Partnership Synergies
Thermo Fisher Scientific currently serves as the exclusive global distributor for Devyser’s transplantation products. This includes One Lambda™ Devyser Accept cfDNA, One Lambda™ Devyser Chimerism (used for screening and follow-up post stem cell transplantation), and associated software solutions.
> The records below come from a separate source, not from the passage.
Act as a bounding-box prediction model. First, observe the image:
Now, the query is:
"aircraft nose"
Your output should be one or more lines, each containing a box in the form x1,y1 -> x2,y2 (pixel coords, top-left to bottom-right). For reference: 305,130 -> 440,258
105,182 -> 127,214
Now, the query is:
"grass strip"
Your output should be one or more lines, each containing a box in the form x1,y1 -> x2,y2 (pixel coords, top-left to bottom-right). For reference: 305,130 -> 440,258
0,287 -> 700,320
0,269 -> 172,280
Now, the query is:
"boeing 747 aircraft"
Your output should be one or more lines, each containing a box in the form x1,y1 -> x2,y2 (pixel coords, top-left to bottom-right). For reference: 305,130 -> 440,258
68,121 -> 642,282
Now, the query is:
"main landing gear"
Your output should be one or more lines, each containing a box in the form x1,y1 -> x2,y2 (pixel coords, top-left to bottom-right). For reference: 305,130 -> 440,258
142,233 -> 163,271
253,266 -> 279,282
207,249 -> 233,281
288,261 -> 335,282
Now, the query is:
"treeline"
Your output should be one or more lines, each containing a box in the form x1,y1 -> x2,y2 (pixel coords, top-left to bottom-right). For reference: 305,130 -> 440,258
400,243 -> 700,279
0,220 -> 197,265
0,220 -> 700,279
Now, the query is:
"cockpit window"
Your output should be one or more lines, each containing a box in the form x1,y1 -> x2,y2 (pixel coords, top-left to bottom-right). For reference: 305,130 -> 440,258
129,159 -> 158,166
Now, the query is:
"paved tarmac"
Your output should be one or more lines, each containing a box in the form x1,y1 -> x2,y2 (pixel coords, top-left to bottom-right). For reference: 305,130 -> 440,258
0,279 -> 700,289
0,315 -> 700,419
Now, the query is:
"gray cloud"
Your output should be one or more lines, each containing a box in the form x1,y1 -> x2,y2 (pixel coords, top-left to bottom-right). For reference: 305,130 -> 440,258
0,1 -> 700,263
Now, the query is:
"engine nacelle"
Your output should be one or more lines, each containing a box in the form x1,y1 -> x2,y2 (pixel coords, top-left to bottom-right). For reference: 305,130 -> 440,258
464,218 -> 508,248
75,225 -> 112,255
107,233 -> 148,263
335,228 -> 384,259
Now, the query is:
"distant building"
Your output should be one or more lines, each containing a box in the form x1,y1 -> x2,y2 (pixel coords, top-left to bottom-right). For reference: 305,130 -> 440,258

Tina Liedtky, President of Transplant Diagnostics at Thermo Fisher Scientific, expressed enthusiasm about furthering the collaboration with Devyser. The goal is to enable customers to enhance surveillance and improve the quality of life for the over 150,000 Americans living with a kidney transplant.
Product Status and Availability
One Lambda Devyser Accept cfDNA is currently CE-IVDR marked but has not yet received FDA clearance. Its availability is subject to local regulatory marketing authorization status in each country. Healthcare professionals are advised to consult their local sales representatives for specific details.